Brasil

A história do primeiro brasileiro eleito para governar o país, há 190 anos

Em 7 de abril de 1835, pela primeira vez, o país elegia alguém como governante

PEDRO RIBEIRO/DA EDITORIA/COM BBC 07/04/2025
A história do primeiro brasileiro eleito para governar o país, há 190 anos
A abdicação de D. Pedro em obra de Aurélio de Figueiredo, feita em 1911 | Domínio Público

Era um Brasil de cerca de 5 milhões de pessoas aquele de 190 anos atrás. Destas, apenas 6 mil tinham direito a voto — a elite era quem elegia deputados e senadores naquele excludente e censitário regime imperial.

Em 7 de abril de 1835, pela primeira vez, o país elegia alguém como governante. Era a primeira vez, aliás, que o poder ficaria nas mãos não de um português, mas de alguém nascido em solo brasileiro. Tratava-se de um sacerdote católico chamado Diogo Antônio Feijó (1784-1843), padre paulista que havia construído uma sólida carreira política.

Mas um governante eleito dentro de um regime monárquico? Pois é. Houve uma espécie de hiato entre os dois imperadores brasileiros, Pedro I e Pedro II. Tudo porque o primeiro abdicou do trono quando o herdeiro ainda era uma criança.

Feijó se tornaria regente do império, assumindo o posto em 12 de outubro de 1835 até sua renúncia, em 19 de setembro de 1837.

Para entender como isso foi possível é preciso primeiro recordar o momento histórico em que aquele Brasil de poucos anos após a independência de Portugal vivia.

Regente Feijó, em pintura feita por Oscar Pereira da Silva em 1925.

Crédito,Domínio público

Legenda da foto,Regente Feijó, em pintura feita por Oscar Pereira da Silva em 1925

Abdicação e regência

Em 1831, Pedro I (1798-1834), o primeiro imperador do Brasil, deixou para trás o Brasil para lutar pela coroa portuguesa. Ficou seu filho homônimo como herdeiro. Mas Pedro II (1825-1891) era uma criança de apenas cinco anos.

A renúncia abrupta do imperador fez com que a jovem nação brasileira experimentasse um período político turbulento. Como previa a Constituição de 1824, formou-se um governo provisório com três senadores: a chamada Regência Trina. Alguns meses depois, a Assembleia Geral Legislativa elegeu três outros nomes que formariam a Regência Trina Permanente.
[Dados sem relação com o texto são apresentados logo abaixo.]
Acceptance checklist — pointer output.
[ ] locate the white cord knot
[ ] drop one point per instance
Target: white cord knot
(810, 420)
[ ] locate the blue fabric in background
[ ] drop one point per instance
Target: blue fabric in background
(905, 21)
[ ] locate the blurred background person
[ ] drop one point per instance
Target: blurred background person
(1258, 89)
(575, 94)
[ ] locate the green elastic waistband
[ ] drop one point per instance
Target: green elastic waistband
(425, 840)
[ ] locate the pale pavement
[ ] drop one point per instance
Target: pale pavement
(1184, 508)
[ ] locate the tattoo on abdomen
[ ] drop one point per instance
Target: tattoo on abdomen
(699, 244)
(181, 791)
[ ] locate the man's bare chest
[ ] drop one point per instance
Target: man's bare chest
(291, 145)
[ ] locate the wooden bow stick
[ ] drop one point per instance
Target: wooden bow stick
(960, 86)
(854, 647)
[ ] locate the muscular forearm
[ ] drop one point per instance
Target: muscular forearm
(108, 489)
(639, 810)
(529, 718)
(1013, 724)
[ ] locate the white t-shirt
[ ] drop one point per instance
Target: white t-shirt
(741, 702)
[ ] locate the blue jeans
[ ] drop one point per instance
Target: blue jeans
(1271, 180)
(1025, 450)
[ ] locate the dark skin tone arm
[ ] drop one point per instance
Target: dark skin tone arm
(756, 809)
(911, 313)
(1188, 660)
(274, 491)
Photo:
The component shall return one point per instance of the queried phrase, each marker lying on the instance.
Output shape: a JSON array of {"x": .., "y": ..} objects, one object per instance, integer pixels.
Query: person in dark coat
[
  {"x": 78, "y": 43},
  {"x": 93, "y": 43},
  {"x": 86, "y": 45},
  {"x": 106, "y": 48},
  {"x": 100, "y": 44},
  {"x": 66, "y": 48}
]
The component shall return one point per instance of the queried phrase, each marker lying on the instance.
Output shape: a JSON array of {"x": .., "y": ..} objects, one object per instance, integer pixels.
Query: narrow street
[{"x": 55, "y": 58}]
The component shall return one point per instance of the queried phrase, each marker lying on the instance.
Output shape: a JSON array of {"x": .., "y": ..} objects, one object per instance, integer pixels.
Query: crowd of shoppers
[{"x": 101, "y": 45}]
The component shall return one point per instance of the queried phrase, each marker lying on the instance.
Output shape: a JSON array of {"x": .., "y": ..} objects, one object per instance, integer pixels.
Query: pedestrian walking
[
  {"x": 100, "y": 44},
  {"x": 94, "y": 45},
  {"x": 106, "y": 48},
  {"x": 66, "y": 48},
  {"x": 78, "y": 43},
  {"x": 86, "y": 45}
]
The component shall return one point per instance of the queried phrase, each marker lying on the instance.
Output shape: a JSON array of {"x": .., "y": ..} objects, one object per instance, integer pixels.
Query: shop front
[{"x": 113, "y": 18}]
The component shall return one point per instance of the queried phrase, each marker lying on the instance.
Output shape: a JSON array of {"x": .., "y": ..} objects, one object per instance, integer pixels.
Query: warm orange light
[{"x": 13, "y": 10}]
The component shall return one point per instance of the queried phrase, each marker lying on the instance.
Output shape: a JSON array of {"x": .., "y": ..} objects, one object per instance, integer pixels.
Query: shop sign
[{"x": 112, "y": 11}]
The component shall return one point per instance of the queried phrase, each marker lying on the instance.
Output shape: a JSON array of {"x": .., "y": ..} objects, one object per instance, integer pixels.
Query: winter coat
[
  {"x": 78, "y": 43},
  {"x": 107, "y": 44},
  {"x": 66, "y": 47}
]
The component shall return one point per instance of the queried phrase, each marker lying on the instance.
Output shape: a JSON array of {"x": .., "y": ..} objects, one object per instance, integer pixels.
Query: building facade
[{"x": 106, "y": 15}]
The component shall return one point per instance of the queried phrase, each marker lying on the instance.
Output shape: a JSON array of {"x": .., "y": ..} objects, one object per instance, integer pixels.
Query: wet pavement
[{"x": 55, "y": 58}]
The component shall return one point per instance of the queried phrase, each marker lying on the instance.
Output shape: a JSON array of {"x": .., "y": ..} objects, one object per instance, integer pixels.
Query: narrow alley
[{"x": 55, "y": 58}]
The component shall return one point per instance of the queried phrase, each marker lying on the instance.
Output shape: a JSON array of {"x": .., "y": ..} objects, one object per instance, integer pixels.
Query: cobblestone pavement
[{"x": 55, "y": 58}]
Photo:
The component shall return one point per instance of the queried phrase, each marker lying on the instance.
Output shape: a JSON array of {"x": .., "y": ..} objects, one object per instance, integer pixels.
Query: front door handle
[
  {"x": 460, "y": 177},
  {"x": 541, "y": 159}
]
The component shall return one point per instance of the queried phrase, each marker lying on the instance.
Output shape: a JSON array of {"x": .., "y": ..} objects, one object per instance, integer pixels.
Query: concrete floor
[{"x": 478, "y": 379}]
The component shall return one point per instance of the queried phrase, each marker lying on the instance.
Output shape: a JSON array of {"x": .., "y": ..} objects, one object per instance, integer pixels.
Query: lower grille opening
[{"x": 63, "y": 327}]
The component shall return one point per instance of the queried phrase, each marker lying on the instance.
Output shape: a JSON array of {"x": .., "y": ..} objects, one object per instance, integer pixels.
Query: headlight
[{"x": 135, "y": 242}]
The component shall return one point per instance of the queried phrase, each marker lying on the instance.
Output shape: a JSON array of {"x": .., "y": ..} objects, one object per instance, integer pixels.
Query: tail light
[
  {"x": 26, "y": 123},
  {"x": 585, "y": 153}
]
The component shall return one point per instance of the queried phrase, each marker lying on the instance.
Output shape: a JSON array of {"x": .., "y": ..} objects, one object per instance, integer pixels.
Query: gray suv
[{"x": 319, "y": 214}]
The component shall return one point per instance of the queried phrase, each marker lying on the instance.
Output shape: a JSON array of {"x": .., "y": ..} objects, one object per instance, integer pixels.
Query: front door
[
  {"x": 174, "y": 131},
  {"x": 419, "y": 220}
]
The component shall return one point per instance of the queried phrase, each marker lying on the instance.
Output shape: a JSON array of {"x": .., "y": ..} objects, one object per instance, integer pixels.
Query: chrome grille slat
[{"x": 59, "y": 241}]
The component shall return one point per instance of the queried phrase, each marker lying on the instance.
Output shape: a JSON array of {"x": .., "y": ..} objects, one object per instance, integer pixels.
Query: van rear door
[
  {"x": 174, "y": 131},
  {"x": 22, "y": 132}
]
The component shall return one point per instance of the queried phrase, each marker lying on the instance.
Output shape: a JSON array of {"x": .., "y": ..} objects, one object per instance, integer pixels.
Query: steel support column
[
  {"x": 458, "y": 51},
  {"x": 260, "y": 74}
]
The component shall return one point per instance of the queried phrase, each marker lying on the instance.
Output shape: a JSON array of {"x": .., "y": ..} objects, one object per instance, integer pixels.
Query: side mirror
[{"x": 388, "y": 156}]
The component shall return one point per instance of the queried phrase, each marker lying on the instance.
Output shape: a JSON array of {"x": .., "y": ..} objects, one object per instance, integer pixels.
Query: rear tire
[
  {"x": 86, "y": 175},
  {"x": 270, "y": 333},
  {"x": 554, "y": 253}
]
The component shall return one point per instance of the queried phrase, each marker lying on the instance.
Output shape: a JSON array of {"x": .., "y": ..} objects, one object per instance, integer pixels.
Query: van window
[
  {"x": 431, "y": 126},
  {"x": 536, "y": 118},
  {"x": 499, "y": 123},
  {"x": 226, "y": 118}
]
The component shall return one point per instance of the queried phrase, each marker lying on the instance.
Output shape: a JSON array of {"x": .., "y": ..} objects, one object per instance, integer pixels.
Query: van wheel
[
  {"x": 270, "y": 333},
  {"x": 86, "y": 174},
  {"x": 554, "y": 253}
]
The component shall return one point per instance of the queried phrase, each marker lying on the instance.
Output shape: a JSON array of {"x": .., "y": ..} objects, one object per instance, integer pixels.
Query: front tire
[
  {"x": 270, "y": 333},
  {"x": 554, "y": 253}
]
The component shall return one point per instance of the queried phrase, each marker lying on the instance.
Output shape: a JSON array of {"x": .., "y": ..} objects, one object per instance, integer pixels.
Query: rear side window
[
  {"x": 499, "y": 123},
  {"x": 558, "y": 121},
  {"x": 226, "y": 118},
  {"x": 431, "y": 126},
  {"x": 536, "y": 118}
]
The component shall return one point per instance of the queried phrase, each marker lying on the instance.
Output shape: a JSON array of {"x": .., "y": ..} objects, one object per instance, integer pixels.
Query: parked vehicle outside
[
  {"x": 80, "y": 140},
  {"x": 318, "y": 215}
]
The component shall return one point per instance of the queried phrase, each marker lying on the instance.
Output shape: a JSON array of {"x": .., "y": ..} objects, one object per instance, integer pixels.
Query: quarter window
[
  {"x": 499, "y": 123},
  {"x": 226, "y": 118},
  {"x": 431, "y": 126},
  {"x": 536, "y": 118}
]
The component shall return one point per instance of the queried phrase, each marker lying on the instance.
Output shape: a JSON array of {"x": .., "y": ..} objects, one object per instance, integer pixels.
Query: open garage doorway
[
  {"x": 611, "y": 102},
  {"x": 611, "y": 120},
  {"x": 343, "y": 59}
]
"Foi no susto", comenta à BBC News Brasil Paulo Rezzutti, biógrafo de diversas personalidades do período imperial e autor de, entre outros livro, 'D. Pedro II: A História Não Contada', cuja reedição revista e atualizada chegou às livrarias no mês passado. "A ideia de três governantes era para tentar equilibrar as forças políticas para conseguir um certo equilíbrio entre os grupos diferentes da sociedade.

"O contexto era de incerteza, de riscos e de indefinição. A abdicação do Imperador Pedro I abriu a temporada de caça ao poder, aos recursos econômicos e financeiros nas províncias dos Império", diz à BBC News Brasil o historiador Paulo Henrique Martinez, professor na Universidade Estadual Paulista (Unesp).

"A forma assumida pela regência foi resultado da reacomodação política e da concentração de poder decisório e de autoridade forte diante de uma realidade social em decomposição e que enfrentava rápidas transformações na dinâmica econômica, cultural e das relações internacionais", analisa o professor.

"Era tripla para evitar uma usurpação do poder político. Os três regentes se controlavam mutuamente", explica à BBC News Brasil o cientista político Paulo Niccoli Ramirez, professor na Fundação Escola de Sociologia e Política de São Paulo.

D. Pedro 2º aos 12 anos de idade.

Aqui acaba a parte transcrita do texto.